L’Intelligenza artificiale bussa alle porte del codice appalti: il Tar Lazio fa da apripista e si pronuncia in merito all’uso di ChatGPT-4 in una gara pubblica
Con la sentenza n. 4546 del 3 marzo 2025, il TAR Lazio per la prima volta esamina una controversia sollevata da un’azienda esclusa dall’assegnazione di un appalto pubblico, nella quale veniva contestato l’uso dell’intelligenza artificiale da parte dell’impresa aggiudicataria sia nella preparazione dell’offerta sia nella successiva fase di esecuzione.
Tra le principali critiche vi era il fatto che l’azienda vincitrice avesse dichiarato di volersi avvalere dell’AI (“Chat GPT-4 e Open AI”) in relazione a taluni specifici criteri del Capitolato d’oneri.
Il ricorrente, terzo classificato nella gara, ha messo in discussione l’aggiudicazione sulla base dell’asserita inapplicabilità dell’AI ai servizi in questione, affermando che “Chat GPT (che la ricorrente riferisce di aver interrogato) “ha risposto in maniera incompatibile con l’utilizzo che l’aggiudicataria intende fare di questo strumento” e contestando pertanto “l’illogicità dell’operato della Stazione appaltante” per aver essa “accolto positivamente, senza alcun approfondimento istruttorio, l’utilizzabilità dell’IA nell’ambito del servizio di cui si discute”, “scontando” il contenuto dell’offerta “un problema di indeterminatezza e di genericità, perché – dietro l’uso di un linguaggio estremamente tecnico, talvolta perfino criptico – si nasconde la descrizione di modelli astratti, la cui funzionalità in concreto è tutta da dimostrare”.
Il TAR ha ritenuto infondate tali argomentazioni, chiarendo che l’uso dell’AI nel processo di elaborazione delle offerte era finalizzato esclusivamente al miglioramento dell’efficienza e della qualità dei servizi proposti. In particolare, “dall’analisi dell’offerta tecnica” emerge come l’aggiudicataria abbia proposto un impiego dell’intelligenza artificiale (IA) “solo come ulteriore strumento di supporto matematico/statistico e di elaborazione di dati, migliorando l’efficienza e la qualità dei servizi offerti“.
Il tribunale ha inoltre sottolineato che i criteri di valutazione adottati dalla commissione giudicatrice non si basavano esclusivamente sull’uso dell’AI, ma su una serie di parametri più articolati. Di conseguenza, non vi erano elementi per ritenere che il ricorso alla tecnologia avesse alterato l’esito della gara.

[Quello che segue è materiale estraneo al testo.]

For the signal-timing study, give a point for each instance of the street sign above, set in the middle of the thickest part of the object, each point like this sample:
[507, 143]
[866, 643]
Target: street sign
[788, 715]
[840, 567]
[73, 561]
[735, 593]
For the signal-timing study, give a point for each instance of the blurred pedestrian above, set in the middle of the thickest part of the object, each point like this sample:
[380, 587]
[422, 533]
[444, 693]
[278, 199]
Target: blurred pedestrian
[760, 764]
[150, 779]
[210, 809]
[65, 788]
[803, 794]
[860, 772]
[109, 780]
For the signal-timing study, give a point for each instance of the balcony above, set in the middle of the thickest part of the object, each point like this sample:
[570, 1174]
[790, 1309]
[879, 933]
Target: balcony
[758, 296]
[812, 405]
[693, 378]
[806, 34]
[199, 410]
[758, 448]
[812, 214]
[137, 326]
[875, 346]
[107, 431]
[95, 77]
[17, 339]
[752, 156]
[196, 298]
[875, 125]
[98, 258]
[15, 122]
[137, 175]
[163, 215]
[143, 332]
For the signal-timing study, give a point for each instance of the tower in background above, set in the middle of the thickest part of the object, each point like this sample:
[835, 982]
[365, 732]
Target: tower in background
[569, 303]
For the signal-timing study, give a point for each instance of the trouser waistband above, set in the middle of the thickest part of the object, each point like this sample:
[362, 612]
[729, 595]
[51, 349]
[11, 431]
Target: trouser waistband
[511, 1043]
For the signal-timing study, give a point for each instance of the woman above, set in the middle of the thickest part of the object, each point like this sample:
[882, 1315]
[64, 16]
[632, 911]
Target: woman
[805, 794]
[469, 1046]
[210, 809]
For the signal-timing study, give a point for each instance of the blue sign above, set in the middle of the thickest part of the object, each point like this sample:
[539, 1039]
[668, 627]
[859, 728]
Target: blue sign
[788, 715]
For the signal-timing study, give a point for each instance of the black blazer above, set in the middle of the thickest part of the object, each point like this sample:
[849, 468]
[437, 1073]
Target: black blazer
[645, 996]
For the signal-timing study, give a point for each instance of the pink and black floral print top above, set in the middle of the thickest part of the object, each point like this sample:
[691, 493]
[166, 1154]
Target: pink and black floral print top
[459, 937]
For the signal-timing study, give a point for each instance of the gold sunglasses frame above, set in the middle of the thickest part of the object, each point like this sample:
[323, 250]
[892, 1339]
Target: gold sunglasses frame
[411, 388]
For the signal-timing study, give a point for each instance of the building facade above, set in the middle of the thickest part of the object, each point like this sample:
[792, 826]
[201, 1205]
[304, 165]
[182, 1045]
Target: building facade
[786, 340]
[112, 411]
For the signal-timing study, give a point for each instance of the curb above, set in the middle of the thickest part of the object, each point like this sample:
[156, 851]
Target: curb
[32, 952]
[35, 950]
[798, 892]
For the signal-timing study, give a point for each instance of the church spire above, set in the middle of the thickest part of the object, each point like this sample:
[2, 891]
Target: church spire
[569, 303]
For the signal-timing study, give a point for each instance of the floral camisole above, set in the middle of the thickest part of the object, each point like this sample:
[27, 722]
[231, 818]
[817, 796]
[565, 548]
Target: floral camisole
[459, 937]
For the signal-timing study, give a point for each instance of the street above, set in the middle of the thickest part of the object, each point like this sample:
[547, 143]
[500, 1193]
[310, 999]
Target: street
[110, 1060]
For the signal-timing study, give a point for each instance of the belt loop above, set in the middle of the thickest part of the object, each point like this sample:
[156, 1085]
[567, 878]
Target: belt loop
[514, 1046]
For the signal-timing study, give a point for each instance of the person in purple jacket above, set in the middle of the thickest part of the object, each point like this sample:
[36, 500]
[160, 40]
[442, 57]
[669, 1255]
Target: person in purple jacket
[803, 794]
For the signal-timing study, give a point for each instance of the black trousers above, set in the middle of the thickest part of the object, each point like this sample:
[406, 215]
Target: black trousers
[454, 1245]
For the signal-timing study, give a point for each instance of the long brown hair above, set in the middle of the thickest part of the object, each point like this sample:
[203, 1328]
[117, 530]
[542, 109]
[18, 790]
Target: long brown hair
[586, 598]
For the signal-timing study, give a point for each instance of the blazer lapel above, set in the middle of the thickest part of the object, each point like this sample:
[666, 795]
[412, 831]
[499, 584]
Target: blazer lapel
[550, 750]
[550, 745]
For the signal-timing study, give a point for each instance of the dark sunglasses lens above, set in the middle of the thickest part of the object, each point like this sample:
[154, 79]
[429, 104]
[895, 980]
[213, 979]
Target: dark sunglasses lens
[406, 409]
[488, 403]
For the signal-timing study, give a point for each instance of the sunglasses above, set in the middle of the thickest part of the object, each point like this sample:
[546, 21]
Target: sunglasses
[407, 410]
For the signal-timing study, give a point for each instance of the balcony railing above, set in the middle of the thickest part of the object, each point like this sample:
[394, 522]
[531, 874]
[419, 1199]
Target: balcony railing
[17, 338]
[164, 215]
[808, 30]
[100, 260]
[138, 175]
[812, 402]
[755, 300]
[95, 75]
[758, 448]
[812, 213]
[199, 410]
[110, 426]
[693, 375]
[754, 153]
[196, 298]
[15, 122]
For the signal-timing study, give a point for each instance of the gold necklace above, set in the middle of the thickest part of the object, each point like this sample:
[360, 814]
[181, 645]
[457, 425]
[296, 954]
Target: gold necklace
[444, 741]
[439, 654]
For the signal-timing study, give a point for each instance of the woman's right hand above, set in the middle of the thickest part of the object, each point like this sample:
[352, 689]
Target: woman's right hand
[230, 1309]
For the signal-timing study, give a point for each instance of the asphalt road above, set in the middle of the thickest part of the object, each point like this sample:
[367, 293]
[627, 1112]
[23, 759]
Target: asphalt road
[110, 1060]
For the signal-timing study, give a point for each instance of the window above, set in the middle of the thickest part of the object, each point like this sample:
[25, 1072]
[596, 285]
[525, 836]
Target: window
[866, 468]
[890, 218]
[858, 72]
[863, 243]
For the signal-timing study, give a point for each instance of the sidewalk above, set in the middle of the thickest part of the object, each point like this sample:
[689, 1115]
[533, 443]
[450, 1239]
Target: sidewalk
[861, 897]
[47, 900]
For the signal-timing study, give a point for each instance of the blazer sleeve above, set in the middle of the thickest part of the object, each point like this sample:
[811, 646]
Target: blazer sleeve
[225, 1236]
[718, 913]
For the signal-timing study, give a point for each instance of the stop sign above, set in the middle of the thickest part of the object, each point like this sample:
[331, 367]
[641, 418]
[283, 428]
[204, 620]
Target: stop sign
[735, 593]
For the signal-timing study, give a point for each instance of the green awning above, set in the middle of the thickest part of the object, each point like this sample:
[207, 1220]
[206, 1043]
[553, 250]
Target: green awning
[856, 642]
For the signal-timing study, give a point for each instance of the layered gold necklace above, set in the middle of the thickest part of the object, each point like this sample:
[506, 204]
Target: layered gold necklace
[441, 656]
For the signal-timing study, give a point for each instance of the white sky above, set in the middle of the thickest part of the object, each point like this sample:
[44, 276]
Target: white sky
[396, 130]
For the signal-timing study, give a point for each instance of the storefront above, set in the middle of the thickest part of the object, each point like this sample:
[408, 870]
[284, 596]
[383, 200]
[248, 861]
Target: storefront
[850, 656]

Il TAR ha anche rigettato la validità delle prove fornite dalla parte ricorrente, evidenziando che le critiche si basavano su semplici interrogazioni all’AI, senza un’analisi approfondita dell’offerta tecnica della società aggiudicataria. La sentenza ha ribadito che per contestare l’uso dell’AI in un appalto pubblico è necessaria una prova concreta e non supposizioni generiche.
La decisione del TAR si inserisce in un contesto più ampio che riguarda l’adozione dell’AI negli appalti pubblici. Pur ribadendo il principio della discrezionalità nella valutazione delle offerte da parte delle commissioni giudicatrici, il tribunale ha sottolineato che l’impiego di strumenti basati su intelligenza artificiale non può costituire di per sé un motivo di esclusione, purché l’uso sia giustificato e conforme alle regole di gara.
In particolare, il TAR ha evidenziato che l’amministrazione aggiudicatrice dispone di un ampio margine di valutazione nella verifica della congruità economica di un’offerta e che l’utilizzo di modelli algoritmici avanzati, se motivato e ragionevole, non pregiudica la legittimità dell’assegnazione.